The algorithm is efficient because k is bounded by 26, so sorting and iteration are effectively constant, making this linear in the length of the string.

Test Cases

# Provided examples
assert Solution().minDeletions("aab") == 0  # already good
assert Solution().minDeletions("aaabbbcc") == 2  # reduce duplicates
assert Solution().minDeletions("ceabaacb") == 2  # deletions needed for uniqueness

# Edge cases
assert Solution().minDeletions("a") == 0  # single character
assert Solution().minDeletions("abc") == 0  # all unique, frequency 1
assert Solution().minDeletions("aaaa") == 0  # single repeated character
assert Solution().minDeletions("aaaabbbbcccc") == 3  # need to adjust duplicates
assert Solution().minDeletions("abcdefghijklmnopqrstuvwxyza") == 1  # only one duplicate frequency

Test	Why
`"aab"`	Already good, no deletions required
`"aaabbbcc"`	Multiple characters with same frequency require deletions
`"ceabaacb"`	Multiple adjustments needed for uniqueness
`"a"`	Single character edge case
`"abc"`	All characters unique
`"aaaabbbbcccc"`	Multiple duplicates in larger clusters
`"abcdefghijklmnopqrstuvwxyza"`	Single duplicate at the end

Edge Cases

Case 1: Single character string

Strings like "a" have only one character, frequency 1. No deletions are needed, and the algorithm correctly handles this because max_allowed starts at 1 and no other frequencies exist.

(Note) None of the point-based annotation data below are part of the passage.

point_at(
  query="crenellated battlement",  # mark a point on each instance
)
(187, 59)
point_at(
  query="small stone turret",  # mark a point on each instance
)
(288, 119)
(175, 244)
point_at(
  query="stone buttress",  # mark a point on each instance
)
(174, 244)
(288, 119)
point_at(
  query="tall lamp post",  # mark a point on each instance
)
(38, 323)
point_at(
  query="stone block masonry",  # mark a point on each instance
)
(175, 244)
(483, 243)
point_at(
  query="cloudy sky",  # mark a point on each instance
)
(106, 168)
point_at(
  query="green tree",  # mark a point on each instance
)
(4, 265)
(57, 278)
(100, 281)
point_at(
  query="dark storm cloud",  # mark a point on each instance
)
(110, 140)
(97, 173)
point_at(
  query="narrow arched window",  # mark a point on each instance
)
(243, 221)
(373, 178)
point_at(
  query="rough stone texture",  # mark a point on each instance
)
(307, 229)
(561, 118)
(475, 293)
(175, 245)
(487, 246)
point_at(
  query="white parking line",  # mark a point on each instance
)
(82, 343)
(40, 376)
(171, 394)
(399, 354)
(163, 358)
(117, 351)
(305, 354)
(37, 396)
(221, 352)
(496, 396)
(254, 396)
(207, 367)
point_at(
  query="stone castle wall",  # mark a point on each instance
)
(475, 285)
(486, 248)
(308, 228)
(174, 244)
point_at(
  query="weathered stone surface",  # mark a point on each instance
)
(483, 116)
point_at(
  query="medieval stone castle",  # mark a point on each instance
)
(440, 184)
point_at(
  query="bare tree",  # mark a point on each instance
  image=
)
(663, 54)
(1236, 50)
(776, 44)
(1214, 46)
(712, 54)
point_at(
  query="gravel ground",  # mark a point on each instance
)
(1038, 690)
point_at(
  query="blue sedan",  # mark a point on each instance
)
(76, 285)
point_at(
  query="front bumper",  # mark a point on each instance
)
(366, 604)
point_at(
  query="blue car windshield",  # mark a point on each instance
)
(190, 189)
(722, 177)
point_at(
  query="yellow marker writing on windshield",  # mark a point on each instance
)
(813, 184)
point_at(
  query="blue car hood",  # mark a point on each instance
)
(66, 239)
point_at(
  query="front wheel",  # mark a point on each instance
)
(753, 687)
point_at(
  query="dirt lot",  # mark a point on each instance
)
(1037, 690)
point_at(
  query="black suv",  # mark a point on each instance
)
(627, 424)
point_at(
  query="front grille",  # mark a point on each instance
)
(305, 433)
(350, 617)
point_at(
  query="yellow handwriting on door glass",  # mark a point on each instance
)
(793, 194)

Case 2: All characters with frequency 1

A string like "abcdef" has frequencies [1,1,1,1,1,1]. The algorithm reduces each subsequent frequency to strictly less than the previous, eventually deleting characters to reach uniqueness. The first frequency stays 1, the next becomes 0, which is allowed because frequency 0 is ignored.

Case 3: Large repeated clusters

Strings with many repeated characters like "aaaabbbbcccc" have frequencies [4,4,4]. The algorithm sorts [4,4,4] and greedily reduces them to [4,3,2] for minimal deletions, correctly computing deletions as 1 + 2 = 3. This ensures minimal deletions while maintaining uniqueness.